Он ловко перекинул через плечо латунный измятый рог, расправил грудь и, уже веселый, как всегда, бросился закрывать сарай.
- Надежда Михайловна! - крикнул он из темноты. - Попьем чайку и спокойствовать до завтрева. Заходите, не стесняйтесь!
До самого позднего вечера просидели они под низкой керосиновой лампой, за большим свистящим самоваром. В избе у объездчика было чисто, стоял опрятный, бездетный покой старости. Пестовы доживали свой век согласно и дружно, протянув в лесу длинные сорок лет жизни. Было хорошо глядеть на их суровые запавшие лица и в полусне - от осеннего воздуха, жара избушки, горячего, пахнущего яблоками чая - слушать как бы совсем дальние старинные разговоры, сливающиеся в уютный лесной шум. Так чувствовала Надя. Окошки в избе бойко, матово запотели. Надины щеки горели необычно, на глаза набегали огромные, оплывающие сиянием блики. Ее укачивало - то шумом тарантаса, то самоварным тонким пением, то близкими, а может быть, и далекими голосами. Ее мир наполнялся неведомыми звуками и ощущениями.
Все остальное прошло перед ней свежим пахучим холодом новизны.
Когда они вышли в ночь, небо как будто уже потеряло свои изначальные магнитные силы. Бездонная бледность звезд мерцала отдаленно и неясно. Пахло туманом, близким морозом. Она крепко засунула руки в карманы модного пальто. Отовсюду наступала тьма. Их темная избушка едва выступала, заброшенная в какой-то древний, таинственный лес. Они с трудом отыскали крыльцо, тугую непослушную дверь с железной скобкой, вошли в сени. В темноте Ланге чиркнул спичкой, на них бросились красные испуганные стены и отступились. В сенях ее обдало свежестью, сразу наполнившей весь ее мир детской и жуткой радостью. Она почувствовала нервную дрожь, всю новизну своего положения и вдруг подумала: "Ах, если бы он…" Но она ужаснулась своим глупостям.
Каморка была радостно, до белого румянца печки, натоплена. Пахло сушеным сеном. Его молодой щемящий запах приносил нагретые травки, ромашки, легкое жужжание. Пахло лугами, какими-то веснушками земли. Надя осмотрелась, сбросила пальто, радостно оглянулась на Ланге: она так рада - ему приготовили мягкую постель у самой стены, ему будет хорошо; вообще все пока очень славно. Почему он так долго возится с лампой? Она шумно вздохнула и села на скрипнувший венский стул, опустив руки. Ланге зажег лампу и, не раздеваясь, смотрел на нее в упор.

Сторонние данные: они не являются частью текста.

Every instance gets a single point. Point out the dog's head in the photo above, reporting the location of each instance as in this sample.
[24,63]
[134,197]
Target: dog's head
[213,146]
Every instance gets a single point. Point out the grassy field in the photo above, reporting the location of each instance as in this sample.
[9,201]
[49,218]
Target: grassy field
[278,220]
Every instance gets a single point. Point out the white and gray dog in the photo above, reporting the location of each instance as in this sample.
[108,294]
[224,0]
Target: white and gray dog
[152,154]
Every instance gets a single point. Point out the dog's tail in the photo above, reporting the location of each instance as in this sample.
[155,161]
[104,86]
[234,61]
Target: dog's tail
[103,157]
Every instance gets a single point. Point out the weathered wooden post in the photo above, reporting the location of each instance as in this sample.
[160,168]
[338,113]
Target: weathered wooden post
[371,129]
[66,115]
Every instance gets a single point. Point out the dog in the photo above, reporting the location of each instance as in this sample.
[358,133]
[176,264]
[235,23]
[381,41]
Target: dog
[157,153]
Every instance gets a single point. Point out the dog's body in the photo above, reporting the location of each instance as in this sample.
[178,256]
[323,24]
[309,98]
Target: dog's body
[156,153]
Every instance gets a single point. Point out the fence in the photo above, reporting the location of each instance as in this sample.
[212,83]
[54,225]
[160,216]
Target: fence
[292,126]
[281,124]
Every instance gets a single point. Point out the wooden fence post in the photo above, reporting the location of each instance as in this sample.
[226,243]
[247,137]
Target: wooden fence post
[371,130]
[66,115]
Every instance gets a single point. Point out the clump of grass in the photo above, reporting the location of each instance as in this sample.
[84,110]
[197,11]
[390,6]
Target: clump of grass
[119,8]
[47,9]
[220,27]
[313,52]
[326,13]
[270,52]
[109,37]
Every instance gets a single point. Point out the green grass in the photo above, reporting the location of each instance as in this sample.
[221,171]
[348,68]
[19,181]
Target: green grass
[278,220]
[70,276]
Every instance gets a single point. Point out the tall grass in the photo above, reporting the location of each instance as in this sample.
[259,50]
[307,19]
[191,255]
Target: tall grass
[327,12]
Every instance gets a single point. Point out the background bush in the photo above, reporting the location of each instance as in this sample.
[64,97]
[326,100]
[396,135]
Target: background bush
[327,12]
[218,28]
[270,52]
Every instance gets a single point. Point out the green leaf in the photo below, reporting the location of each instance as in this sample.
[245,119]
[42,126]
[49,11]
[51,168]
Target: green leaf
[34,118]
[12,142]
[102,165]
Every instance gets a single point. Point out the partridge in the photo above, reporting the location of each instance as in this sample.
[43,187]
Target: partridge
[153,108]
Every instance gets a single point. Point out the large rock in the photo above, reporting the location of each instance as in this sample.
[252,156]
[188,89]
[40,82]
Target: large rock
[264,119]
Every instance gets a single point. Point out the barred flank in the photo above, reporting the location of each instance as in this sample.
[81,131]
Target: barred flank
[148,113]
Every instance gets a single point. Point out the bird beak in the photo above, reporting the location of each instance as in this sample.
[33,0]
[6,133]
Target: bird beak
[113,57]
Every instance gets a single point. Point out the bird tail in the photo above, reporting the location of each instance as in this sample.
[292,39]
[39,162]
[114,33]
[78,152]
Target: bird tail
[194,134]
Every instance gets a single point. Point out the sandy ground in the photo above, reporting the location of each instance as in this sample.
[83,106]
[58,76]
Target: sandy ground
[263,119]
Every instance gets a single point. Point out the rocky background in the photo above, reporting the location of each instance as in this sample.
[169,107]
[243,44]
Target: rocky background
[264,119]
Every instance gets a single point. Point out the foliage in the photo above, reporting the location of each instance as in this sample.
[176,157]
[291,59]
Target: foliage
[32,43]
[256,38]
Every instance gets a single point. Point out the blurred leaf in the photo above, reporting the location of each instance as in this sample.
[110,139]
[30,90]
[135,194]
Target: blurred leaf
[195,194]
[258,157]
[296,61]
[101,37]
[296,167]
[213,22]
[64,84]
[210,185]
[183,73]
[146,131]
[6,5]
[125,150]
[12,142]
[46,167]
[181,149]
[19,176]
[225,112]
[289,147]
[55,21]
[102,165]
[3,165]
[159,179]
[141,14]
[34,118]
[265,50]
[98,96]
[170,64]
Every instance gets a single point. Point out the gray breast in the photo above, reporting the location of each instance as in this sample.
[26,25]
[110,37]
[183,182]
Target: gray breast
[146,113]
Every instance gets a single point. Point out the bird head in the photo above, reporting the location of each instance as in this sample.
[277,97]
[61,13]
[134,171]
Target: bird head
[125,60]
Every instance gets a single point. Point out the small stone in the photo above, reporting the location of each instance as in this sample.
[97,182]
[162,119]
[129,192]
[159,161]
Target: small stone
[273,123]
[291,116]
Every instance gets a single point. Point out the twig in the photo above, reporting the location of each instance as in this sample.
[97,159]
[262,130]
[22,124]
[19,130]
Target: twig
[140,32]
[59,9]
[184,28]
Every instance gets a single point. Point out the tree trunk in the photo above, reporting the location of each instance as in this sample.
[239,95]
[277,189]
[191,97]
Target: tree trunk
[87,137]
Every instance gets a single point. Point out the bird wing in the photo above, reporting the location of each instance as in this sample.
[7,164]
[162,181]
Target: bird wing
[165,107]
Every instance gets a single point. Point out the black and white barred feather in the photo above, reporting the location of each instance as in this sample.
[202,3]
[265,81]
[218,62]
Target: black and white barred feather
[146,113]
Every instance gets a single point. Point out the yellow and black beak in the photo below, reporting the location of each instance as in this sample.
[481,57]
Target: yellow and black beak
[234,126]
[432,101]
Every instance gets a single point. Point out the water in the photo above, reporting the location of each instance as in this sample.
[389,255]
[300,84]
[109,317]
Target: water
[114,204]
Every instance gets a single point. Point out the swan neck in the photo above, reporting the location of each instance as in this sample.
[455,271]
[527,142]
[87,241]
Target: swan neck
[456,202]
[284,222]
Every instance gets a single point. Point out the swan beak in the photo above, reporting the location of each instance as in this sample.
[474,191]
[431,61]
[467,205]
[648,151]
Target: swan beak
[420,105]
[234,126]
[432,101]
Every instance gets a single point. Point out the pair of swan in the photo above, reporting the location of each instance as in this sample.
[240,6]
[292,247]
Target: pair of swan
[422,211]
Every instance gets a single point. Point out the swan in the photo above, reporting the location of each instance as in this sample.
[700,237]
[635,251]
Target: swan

- Почему вы так смотрите? - спросила она со своей милой улыбкой и вдруг сладко, непритворно зевнула. - Мне так хорошо! Вы знаете, я лягу, ну а вы что-нибудь расскажете… Нет, нет! Мне не хочется спать.
- Быть может, вы выпьете рюмку коньяку?
Он поставил рыжую, словно освещенную солнцем бутылку, рюмку, стакан.
- Нет, нет, я не пью…
Он налил в стакан, выпил, закупорил бутылку.
- Пойду угощу Лексеича, ну а вы раздевайтесь, ложитесь. Я постучусь.